One more response to the notion that conservative and progressive evangelicals should go their separate ways: “Rock stars can say ‘See you later’ when they leave the stage, but Christians should never say anything of the kind. If we are going to spend eternity together, we must try as hard as possible to stay together.”

Don McLanen and Branch Rickey
McClanen (2nd from right) next to baseball pioneer Branch Rickey (far right) – Fellowship of Christian Athletes Archives

• Eulogizing Don McClanen, founder of the Fellowship of Christian Athletes, Paul Putz reflected on a challenge that often confronts people in our guild: “A historian is supposed to keep a critical distance from his or her subjects of study, and I like to think that I follow that standard. Yet when I saw the news, I couldn’t help feeling a sense of loss for a man I never met, a man I know only through dusty letters written long ago.”

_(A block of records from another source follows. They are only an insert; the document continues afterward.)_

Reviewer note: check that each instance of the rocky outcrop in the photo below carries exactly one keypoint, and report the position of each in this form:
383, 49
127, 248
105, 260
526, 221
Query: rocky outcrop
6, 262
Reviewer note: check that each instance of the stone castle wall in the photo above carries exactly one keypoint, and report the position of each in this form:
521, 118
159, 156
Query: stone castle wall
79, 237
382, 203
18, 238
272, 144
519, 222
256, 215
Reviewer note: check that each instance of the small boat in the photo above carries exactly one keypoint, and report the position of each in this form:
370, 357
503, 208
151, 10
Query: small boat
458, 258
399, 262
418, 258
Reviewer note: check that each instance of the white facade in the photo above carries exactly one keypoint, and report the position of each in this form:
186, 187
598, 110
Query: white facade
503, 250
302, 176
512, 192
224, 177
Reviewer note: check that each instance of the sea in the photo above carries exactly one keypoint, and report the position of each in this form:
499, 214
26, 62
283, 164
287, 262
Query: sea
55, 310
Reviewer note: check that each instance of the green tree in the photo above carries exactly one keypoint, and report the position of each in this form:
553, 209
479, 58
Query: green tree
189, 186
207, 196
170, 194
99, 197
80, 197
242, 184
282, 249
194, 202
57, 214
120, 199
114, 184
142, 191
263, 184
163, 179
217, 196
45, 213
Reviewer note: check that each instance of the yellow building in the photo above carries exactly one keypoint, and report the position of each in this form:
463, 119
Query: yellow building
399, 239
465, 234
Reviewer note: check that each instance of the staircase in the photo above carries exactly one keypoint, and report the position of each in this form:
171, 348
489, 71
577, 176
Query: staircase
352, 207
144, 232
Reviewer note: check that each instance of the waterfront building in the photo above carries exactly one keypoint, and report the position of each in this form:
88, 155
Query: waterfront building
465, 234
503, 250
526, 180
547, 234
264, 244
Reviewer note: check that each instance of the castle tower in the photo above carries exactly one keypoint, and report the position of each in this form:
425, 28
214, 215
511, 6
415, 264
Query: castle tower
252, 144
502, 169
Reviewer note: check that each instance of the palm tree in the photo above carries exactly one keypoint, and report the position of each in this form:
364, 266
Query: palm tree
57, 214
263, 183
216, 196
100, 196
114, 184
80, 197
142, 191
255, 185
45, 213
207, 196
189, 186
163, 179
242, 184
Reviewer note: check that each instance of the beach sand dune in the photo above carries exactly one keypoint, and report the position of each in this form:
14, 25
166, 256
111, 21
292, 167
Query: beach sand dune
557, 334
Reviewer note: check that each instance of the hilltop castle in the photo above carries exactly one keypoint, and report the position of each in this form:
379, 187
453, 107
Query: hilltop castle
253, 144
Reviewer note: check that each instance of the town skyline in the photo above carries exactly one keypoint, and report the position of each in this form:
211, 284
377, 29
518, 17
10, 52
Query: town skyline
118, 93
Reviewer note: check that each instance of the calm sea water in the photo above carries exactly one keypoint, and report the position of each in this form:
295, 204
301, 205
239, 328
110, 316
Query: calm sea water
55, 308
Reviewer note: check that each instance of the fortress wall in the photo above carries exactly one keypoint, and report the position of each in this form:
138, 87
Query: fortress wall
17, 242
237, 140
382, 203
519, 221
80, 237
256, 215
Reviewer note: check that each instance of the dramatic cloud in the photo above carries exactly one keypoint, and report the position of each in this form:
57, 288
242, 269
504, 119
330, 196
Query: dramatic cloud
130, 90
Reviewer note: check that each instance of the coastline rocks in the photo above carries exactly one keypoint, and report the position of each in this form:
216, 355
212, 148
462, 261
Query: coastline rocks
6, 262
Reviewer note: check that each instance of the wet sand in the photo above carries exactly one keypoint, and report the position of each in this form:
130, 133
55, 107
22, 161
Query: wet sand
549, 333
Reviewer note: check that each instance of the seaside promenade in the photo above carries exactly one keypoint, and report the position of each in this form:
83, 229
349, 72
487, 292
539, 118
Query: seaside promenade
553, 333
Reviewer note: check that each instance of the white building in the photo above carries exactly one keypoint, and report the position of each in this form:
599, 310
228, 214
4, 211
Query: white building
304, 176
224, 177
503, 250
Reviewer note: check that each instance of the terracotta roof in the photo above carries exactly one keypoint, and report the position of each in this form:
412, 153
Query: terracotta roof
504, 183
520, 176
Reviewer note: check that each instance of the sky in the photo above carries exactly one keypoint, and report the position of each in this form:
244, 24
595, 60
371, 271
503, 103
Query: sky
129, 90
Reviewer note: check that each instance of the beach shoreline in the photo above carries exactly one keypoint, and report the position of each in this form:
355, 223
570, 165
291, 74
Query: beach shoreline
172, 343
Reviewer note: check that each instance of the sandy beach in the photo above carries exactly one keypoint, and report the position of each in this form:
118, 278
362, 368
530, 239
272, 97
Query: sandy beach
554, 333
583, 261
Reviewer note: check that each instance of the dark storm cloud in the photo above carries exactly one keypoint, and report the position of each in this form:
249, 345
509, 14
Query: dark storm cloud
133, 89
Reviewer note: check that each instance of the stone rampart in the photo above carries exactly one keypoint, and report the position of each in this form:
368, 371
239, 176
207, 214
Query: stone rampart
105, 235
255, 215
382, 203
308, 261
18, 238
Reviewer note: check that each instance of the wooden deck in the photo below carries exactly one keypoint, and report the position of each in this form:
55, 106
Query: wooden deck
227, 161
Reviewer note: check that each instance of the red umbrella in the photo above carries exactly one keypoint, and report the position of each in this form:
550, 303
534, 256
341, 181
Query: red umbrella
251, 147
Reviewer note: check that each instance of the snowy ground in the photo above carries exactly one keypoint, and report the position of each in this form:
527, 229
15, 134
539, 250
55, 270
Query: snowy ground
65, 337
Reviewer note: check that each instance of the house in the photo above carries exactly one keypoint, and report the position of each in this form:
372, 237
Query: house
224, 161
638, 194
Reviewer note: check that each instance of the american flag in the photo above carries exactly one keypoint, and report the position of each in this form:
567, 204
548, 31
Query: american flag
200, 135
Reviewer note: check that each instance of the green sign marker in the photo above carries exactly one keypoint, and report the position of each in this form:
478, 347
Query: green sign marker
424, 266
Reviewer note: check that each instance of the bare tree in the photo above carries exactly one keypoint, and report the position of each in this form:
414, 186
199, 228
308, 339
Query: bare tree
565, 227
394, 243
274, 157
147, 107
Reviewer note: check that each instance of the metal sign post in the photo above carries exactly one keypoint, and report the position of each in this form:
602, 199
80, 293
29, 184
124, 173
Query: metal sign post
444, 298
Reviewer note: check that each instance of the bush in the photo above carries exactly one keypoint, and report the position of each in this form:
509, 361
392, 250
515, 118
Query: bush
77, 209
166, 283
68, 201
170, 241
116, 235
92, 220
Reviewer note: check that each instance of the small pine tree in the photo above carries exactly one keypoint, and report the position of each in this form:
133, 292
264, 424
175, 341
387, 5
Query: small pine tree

• Is humanity improving? Philosopher Leif Renar offered a kind of optimism: “The world now is a thoroughly awful place — compared with what it should be. But not compared with what it was.”

• One historian’s experience teaching a popular history of World War I left him wondering about the future of reading in history and other college courses: “Students who come to college unable to read very well can be taught to read better; can students who can already read be encouraged to really become readers? More particularly, can those who take required History courses as college freshmen become and remain literate and critical students of History?”

• Ten years ago this July, my wife and I spent a few days on Cape Breton Island as part of our honeymoon in Nova Scotia. Little did we know that we were visiting the future site of an American colony!

• Greg Carey’s arguments for keeping tenure in seminaries seem compelling for colleges and universities as well.

• If you wondered why I argued for the benefits of shared governance in my own Mount St. Mary’s post, read this essay by former college president Susan Resneck Pierce: “Today, when institutions are confronting economic pressures, changing demographics and growing public skepticism about whether higher education is worth its cost, collaboration among the faculty, administration and board is more essential than ever.”

• One other factor driving up college tuition: falling college rankings.